Bosh Templating Language RFC

[jpalermo]

Proposal for adding a new templating language for bosh releases

Preview

[rkoster]

Would it be possible to add some examples of what the new grammar would look like for at least the basic usecases (if_p, p('something').each do |prop|, multi line certs (with respecting indentation, some to_json/yaml, etc)?

[ameowlia]

ARP does A LOT of validation in the template. I always thought this was best practice because then the user gets an error far earlier in the deploy process.

Here are some examples of the validations we have:

• provided IPs are valid IPs
• integer ranges (must be larger than X or smaller than X)
• do domains end with a "."? If not, add one.
• if you set X, Y, Z property, then fail if a cert is not provided. Else it is fine.
• a provided string must be either "a" or "b"
• string length must be more than X

[ameowlia]

added more specific examples with links in this comment: #1004 (comment)

[ameowlia]

ARP releases do a lot of "check to see if this property is provided, if not then use the property from a bosh link". Is this type of logic someone that would be provided?

But really, I second what @rkoster said above asking for examples of what you want to include in your templating language, that way I can be more specific in my worries 😅

[ameowlia]

I come bearing examples of template logic!

• Most of our jobs use a function like this one to do the "check to see if this property is provided, if not then use the property from a bosh link" logic. link
• IP validation. We do this in many jobs.
• basic int logic greater than/less than. link
• string must be one of a set. link
• type checking, it must be an array. link
• if the property is provided, and once we strip whitespace, then it must be longer than 50 chars. link
• requiring certain properties, but only when other properties are set. link
• turn bosh machine info into json. ink
• if a certain thing is a certain number, then do all these other things. link
• cert validation link
• validating cert SANs link
• at least one CA has a certain SAN link
• and those examples are all from gorouter!
• here we use a property as a deprecation warning to alert users that nats (non-tls) is going away soon. link
• pulling out db params from a string link
• turn array into a comma separated list link

After going through all these files I see that nearly every one of ours has this helper method defined. It would be great if you owned these types of helper functions :)

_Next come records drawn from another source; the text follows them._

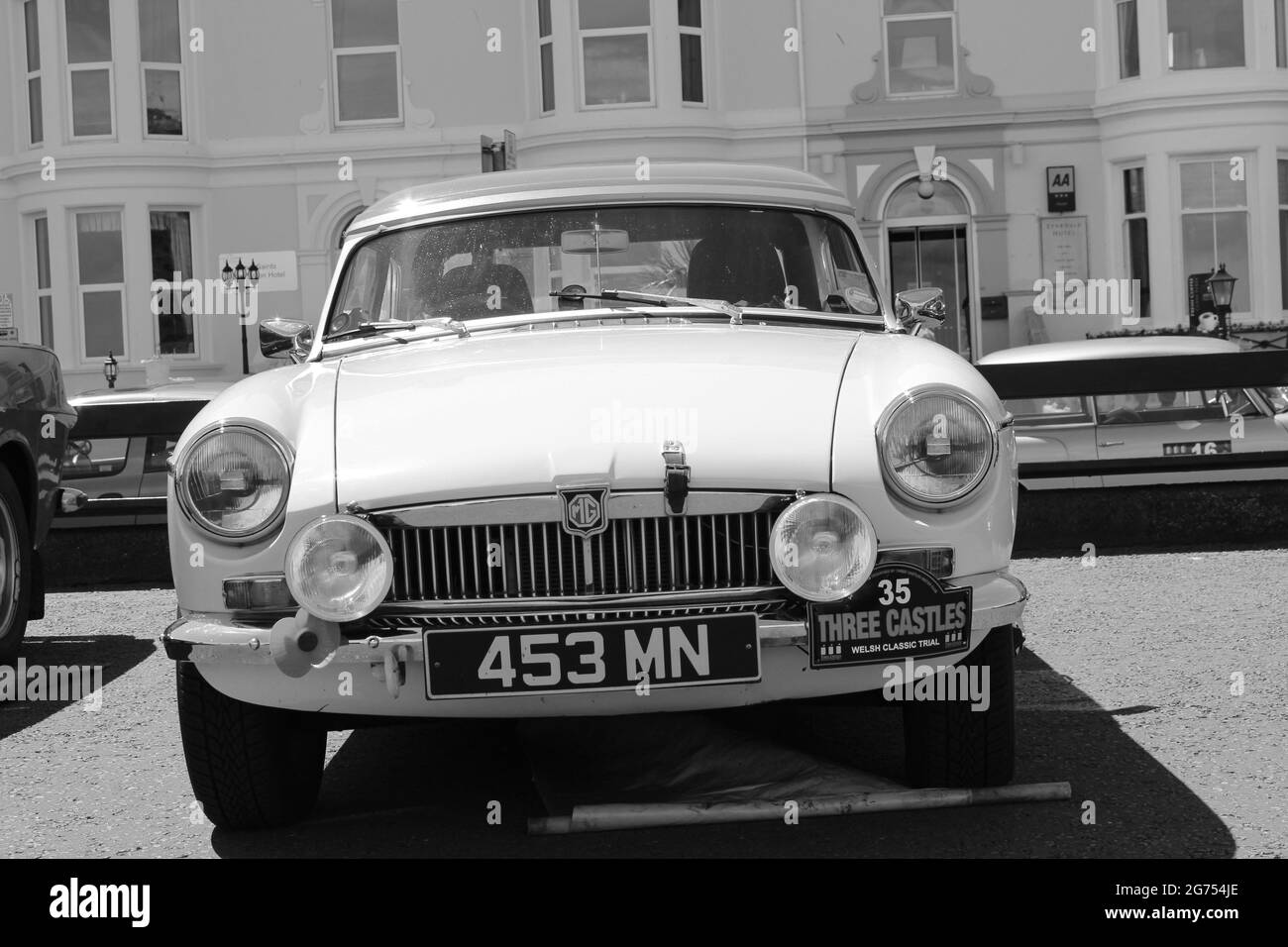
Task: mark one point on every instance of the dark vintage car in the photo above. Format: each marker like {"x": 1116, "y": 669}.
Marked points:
{"x": 115, "y": 464}
{"x": 35, "y": 419}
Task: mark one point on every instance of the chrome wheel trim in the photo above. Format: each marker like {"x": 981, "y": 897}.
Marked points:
{"x": 9, "y": 569}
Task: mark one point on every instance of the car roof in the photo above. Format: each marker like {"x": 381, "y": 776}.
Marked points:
{"x": 604, "y": 183}
{"x": 1122, "y": 347}
{"x": 150, "y": 394}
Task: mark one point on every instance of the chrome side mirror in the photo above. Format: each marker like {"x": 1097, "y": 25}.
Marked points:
{"x": 288, "y": 337}
{"x": 914, "y": 309}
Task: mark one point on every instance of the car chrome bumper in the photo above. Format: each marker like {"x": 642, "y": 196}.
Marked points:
{"x": 386, "y": 674}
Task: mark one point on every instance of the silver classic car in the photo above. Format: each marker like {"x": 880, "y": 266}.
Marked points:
{"x": 1198, "y": 434}
{"x": 591, "y": 442}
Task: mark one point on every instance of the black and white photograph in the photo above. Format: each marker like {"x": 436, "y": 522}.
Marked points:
{"x": 644, "y": 429}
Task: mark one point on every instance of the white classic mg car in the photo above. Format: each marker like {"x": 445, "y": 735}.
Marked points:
{"x": 568, "y": 442}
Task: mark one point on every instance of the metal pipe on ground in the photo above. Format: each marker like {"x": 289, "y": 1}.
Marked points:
{"x": 600, "y": 818}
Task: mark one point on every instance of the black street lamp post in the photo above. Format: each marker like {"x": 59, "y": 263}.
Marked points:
{"x": 1222, "y": 285}
{"x": 241, "y": 275}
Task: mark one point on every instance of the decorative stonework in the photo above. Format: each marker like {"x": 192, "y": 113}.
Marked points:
{"x": 416, "y": 118}
{"x": 969, "y": 84}
{"x": 316, "y": 123}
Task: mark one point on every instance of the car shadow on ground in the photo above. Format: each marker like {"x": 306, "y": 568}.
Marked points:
{"x": 447, "y": 789}
{"x": 115, "y": 655}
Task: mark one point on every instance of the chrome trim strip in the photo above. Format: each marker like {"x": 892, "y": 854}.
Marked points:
{"x": 587, "y": 603}
{"x": 546, "y": 508}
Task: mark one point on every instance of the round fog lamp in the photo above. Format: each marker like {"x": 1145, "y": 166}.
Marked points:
{"x": 823, "y": 548}
{"x": 339, "y": 567}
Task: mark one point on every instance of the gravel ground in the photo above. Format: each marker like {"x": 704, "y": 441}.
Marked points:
{"x": 1126, "y": 689}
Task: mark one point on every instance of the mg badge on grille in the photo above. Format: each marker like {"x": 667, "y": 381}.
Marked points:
{"x": 585, "y": 510}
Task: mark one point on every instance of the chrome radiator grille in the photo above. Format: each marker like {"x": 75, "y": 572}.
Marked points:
{"x": 635, "y": 556}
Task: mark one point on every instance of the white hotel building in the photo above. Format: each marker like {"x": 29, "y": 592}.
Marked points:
{"x": 140, "y": 138}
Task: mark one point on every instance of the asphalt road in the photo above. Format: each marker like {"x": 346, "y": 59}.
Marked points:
{"x": 1126, "y": 689}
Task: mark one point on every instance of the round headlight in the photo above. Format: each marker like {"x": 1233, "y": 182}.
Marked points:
{"x": 935, "y": 446}
{"x": 232, "y": 480}
{"x": 823, "y": 548}
{"x": 339, "y": 567}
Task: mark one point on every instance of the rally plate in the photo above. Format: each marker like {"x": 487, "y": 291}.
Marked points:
{"x": 902, "y": 611}
{"x": 592, "y": 656}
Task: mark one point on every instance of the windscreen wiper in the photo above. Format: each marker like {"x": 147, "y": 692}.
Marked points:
{"x": 720, "y": 305}
{"x": 366, "y": 329}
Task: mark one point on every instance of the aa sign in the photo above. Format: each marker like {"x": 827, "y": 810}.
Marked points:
{"x": 1060, "y": 191}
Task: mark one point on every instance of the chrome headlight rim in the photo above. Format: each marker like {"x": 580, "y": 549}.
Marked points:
{"x": 230, "y": 425}
{"x": 896, "y": 483}
{"x": 809, "y": 594}
{"x": 365, "y": 526}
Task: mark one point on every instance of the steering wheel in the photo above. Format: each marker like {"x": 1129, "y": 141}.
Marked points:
{"x": 1122, "y": 415}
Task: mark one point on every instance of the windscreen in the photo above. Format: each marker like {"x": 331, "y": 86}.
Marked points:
{"x": 511, "y": 264}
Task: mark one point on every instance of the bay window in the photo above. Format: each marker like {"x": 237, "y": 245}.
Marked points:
{"x": 1205, "y": 34}
{"x": 161, "y": 53}
{"x": 89, "y": 67}
{"x": 35, "y": 95}
{"x": 366, "y": 62}
{"x": 171, "y": 261}
{"x": 616, "y": 39}
{"x": 1215, "y": 224}
{"x": 101, "y": 282}
{"x": 921, "y": 47}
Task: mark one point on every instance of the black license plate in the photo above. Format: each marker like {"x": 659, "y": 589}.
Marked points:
{"x": 610, "y": 656}
{"x": 902, "y": 611}
{"x": 1197, "y": 449}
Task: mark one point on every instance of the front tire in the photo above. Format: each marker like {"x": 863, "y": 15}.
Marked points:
{"x": 250, "y": 767}
{"x": 948, "y": 744}
{"x": 14, "y": 569}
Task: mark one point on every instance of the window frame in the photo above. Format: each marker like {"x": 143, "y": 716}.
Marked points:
{"x": 1245, "y": 209}
{"x": 336, "y": 52}
{"x": 179, "y": 67}
{"x": 545, "y": 42}
{"x": 103, "y": 64}
{"x": 1121, "y": 39}
{"x": 194, "y": 356}
{"x": 1282, "y": 34}
{"x": 647, "y": 31}
{"x": 33, "y": 75}
{"x": 43, "y": 292}
{"x": 1128, "y": 215}
{"x": 700, "y": 33}
{"x": 887, "y": 20}
{"x": 1282, "y": 206}
{"x": 81, "y": 287}
{"x": 1170, "y": 50}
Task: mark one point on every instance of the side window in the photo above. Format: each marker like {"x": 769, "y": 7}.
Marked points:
{"x": 1232, "y": 401}
{"x": 1035, "y": 411}
{"x": 94, "y": 458}
{"x": 845, "y": 275}
{"x": 1157, "y": 407}
{"x": 370, "y": 290}
{"x": 159, "y": 451}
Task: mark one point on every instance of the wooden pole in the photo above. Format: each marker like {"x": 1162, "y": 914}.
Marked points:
{"x": 597, "y": 818}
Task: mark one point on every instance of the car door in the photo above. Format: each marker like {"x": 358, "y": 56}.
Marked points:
{"x": 1055, "y": 440}
{"x": 104, "y": 470}
{"x": 154, "y": 482}
{"x": 1186, "y": 437}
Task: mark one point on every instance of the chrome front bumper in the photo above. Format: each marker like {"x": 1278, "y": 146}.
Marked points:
{"x": 384, "y": 676}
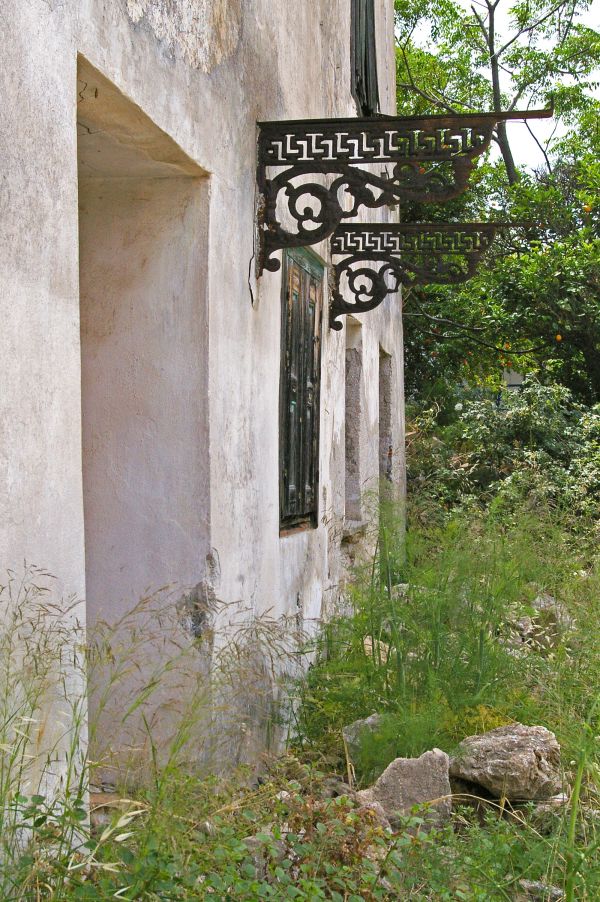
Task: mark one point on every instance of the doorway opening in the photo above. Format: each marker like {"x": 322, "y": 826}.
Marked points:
{"x": 143, "y": 239}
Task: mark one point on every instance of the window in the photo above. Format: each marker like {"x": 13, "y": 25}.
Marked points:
{"x": 363, "y": 58}
{"x": 353, "y": 420}
{"x": 301, "y": 316}
{"x": 385, "y": 416}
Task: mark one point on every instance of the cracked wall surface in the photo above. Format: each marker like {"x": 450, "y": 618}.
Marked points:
{"x": 203, "y": 32}
{"x": 178, "y": 87}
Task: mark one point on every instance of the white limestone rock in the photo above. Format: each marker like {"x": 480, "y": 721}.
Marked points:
{"x": 407, "y": 782}
{"x": 516, "y": 762}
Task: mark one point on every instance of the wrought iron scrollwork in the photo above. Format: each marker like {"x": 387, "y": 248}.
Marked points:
{"x": 312, "y": 174}
{"x": 378, "y": 259}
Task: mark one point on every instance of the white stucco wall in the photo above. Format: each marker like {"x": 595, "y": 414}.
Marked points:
{"x": 202, "y": 73}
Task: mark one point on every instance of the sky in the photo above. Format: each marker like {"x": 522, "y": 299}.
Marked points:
{"x": 524, "y": 147}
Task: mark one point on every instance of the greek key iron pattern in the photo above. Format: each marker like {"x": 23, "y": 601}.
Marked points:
{"x": 312, "y": 174}
{"x": 378, "y": 259}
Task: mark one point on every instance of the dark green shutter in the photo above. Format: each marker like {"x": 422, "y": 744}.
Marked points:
{"x": 363, "y": 62}
{"x": 299, "y": 389}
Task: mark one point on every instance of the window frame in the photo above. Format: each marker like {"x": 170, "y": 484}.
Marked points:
{"x": 310, "y": 267}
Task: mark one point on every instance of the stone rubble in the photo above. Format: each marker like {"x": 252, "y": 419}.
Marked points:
{"x": 408, "y": 782}
{"x": 515, "y": 762}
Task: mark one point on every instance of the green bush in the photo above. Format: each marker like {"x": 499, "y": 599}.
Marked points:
{"x": 532, "y": 447}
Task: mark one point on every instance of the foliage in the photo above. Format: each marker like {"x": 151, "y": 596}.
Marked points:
{"x": 533, "y": 447}
{"x": 535, "y": 307}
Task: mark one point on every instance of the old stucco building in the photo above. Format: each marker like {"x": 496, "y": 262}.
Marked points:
{"x": 145, "y": 440}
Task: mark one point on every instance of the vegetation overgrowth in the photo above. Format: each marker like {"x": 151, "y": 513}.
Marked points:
{"x": 503, "y": 509}
{"x": 432, "y": 644}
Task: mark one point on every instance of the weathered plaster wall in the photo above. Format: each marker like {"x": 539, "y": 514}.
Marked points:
{"x": 203, "y": 73}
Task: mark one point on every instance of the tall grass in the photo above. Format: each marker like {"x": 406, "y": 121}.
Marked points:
{"x": 168, "y": 707}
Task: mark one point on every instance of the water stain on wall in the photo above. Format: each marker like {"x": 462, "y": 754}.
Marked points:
{"x": 203, "y": 32}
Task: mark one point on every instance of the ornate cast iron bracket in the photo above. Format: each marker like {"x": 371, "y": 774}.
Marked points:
{"x": 314, "y": 173}
{"x": 378, "y": 259}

  def parse_ip (ip, var_name)
    unless ip.empty?
      ip = ip.split(":")[0]
    begin
      parsed = IPAddr.new ip
    rescue  => e
      raise "Invalid #{var_name} '#{ip}': #{e}"
    end
    end
  end

[loewenstein-sap]

What is the percentage of structured vs. unstructured output being rendered? Background is, that https://cue-lang.org would be a great option to replace the release specs and include validation (like X : Int >3 but < 7) and for structured rendering output it could also directly be used for that. If we have a huge amount of unstructured formats, it might be a challenge. I could still see removing the need to validate from the templating language by using CUE.

Edit: I guess this would be relevant, when it comes to unstructured data and templating / interpolation: https://cuelang.org/docs/tour/expressions/interpolation/

[maxmoehl]

If we want to push logic out of the templates why not drop the central template rendering altogether and allow release authors to consume the YAML directly? The provided YAML would be placed in the config directory of the job and the release decides how to proceed with it.

This would also work around the core issue here which I think is dependency management: the release authors are implementing against a templating system which is controlled by the user of the release (e.g. the operator) and not the release author. By explicitly making the template rendering a part of the release itself we solve that issue. Bumping the template renderer becomes the responsibility of the release author which can properly test and resolve any issues with version bumps. And the operator no longer risks breaking a bunch of releases just because the ruby version or some required dependency is bumped in their environment.

If we still want BOSH to be able to distinguish between the templating and pre-start phase we could add an additional lifecycle step. If the release author provides a script for that step the ERB rendering is automatically disabled. And for release which don't want to switch a Ruby script which mimics the behaviour of the old template rendering could be provided / injected to speed up the transition.

Edit: as many jobs are running code written and maintained by the community this would allow to skip the intermediate config representation that often exists without any template rendering at all by incorporating the logic into the job itself. I guess this is technically already possible today, but the ERB templates might somewhat steer people to having an additional step?

Edit: this does not address the concern about failing before the deploy itself starts happening.